Are Prisons Obsolete?

By Juan Moreno Haines

Solitary confinement in U.S. prisons is traceable to Eastern State Penitentiary in Cherry Hill, Pennsylvania during the 1800s. Its standard practice resulted in a torture, so profound, that it became fodder for the era's leading scholars to advocate against its use. Yet, two centuries later, solitary confinement is still commonly used in American prisons.

With an undeniably nefarious history, I find it troubling that conversations about why solitary confinement in prison exists are rare. It's more troubling that there are no meaningful discussions about who winds up in prison in the first place or the complexities of why.  It took Angela Y. Davis 115 pages (in a 5x7" book) to give the public an instructive history in order to debate the topic.
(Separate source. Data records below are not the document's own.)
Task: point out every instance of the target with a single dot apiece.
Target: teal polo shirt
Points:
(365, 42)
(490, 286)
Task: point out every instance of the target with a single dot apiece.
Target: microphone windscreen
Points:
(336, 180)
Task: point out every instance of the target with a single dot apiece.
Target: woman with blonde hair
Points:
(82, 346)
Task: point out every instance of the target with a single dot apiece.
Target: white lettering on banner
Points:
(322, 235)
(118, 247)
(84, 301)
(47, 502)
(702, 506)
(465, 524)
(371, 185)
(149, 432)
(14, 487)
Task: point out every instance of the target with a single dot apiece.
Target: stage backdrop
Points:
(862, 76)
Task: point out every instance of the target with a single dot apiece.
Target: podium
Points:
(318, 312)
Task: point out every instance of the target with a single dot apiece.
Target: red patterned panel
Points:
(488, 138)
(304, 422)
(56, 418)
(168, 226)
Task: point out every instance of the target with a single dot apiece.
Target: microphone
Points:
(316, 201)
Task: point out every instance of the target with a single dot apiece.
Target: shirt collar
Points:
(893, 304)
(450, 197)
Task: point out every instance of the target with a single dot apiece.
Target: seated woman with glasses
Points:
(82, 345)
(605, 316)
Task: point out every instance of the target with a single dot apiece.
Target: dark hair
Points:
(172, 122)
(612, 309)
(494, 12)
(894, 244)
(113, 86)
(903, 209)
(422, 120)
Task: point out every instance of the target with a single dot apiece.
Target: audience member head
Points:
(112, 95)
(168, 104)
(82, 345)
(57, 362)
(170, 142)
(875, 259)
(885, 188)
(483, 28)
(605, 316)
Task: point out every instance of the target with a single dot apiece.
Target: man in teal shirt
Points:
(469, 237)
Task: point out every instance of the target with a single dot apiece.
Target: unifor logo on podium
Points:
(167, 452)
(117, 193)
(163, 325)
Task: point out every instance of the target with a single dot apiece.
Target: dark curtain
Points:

Are Prisons Obsolete? (2003) is a candid look that traces American prisons to slavery, white supremacy, a literal bamboozling of taxpayers by playing to their fears to justify the use of prisons for public safety. Davis explains how socio-economic inequities created by private interests turned into a need for prisons. She highlights various discriminatory practices that seeped into government policies, resulting in people of color filling prisons across the nation.

Davis challenges the philosophy that touts extreme isolation and physical incapacitation as acceptable responses for people who violate "perceived" social norms.

"We should therefore question whether a system that was intimately related to a particular set of historical circumstances that prevailed during the eighteenth and nineteenth centuries can lay absolute claim on the twenty-first century," Davis writes.

The chapters, well documented, contain relevant sources for research. "Prison Reform or Prison Abolition?” and “Slavery, Civil Rights, and Abolitionist: Perspectives Toward Prison” give readers insights to the roots of American prisons. Referring to modern prison policy, Davis notes “...the prison's presumed goal of rehabilitation has been thoroughly displaced by incapacitation as the major objective of imprisonment."

“Imprisonment and Reform" informs readers about the false promises that prison builders and politicians give to the public—that prisons will keep communities safe from crime. During the prison building boom of the 1980s–1990s, the prison industrial complex was born. The PIC represents corporations with global markets that depend on more prisons being in existence as a source of profits. It supports narratives that crime is a rising societal problem; however, it should be noted that between 1990–1998, homicide rates dropped by half, nationwide. Meanwhile the Center for Media and Public Affairs reported that homicide stories on the three major networks went up almost fourfold giving TV viewers a skewed sense of reality.

"How Gender Structures the Prison System" reveals how the criminal legal system is sustained by patriarchy.

“The Prison Industrial Complex" is the most insidious chapter as it explores the huge corporate profits reaped from prison labor and prison operations through a "process of social destruction."

Finally, “Abolitionist Alternatives” offers readers strategies for better outcomes from the criminal legal system that are rooted in restorative justices and equity-based practices.

Davis asks readers if they could imagine a world without prisons. Then, she reminds us that, "Slavery, lynching and segregation are certainly compelling examples of social institution that, like prisons, were once considered to be as everlasting as the sun."

It is with that mindset that I pondered the correctness of Davis’ theory. Then, I thought about the thousands of free people who have ventured inside San Quentin to see parts of themselves in its incarcerated population. What did they think about incarcerated people before stepping into San Quentin's uniqueness? I asked myself, is offering incarcerated people humane living conditions enough?

I struggle to answer this question as I see incarcerated people strive for betterment in this toxic environment, while at the same time, a significant number of free people who see humanity in San Quentin turn their visit into action by coming back inside as volunteers, advisors and advocates in the movement for decarceration.

I'm going on my 26th year of incarceration. With that experience, I am reflective when I talk about the worthlessness of prisons to law-abiding citizens. Moreover, I have witnessed the hopelessness interjected into people by merely being here. Here's what prisons actually do to most people: it's like taking someone who is already broken, breaking that person some more, and then releasing that person into the community without any glue.

Meanwhile, more than 2.3 million people are incarcerated in U.S. prisons and jails.

As we're a long way from significant reform that would end mass incarceration in the U.S., I suggest that readers take seriously Davis' realization aimed at abolitionists:

"A major challenge of this movement is to do the work that will create more humane, habitable environments for people in prison without bolstering the permanence of the prison system."

Prison reform ought to begin by all Americans studying Are Prisons Obsolete?


Juan Moreno Haines is a journalist incarcerated at San Quentin State Prison; senior editor at the award-winning San Quentin News; and member of the Society of Professional Journalists, where he was awarded its Silver Heart Award in 2017 for being “a voice for the voiceless.”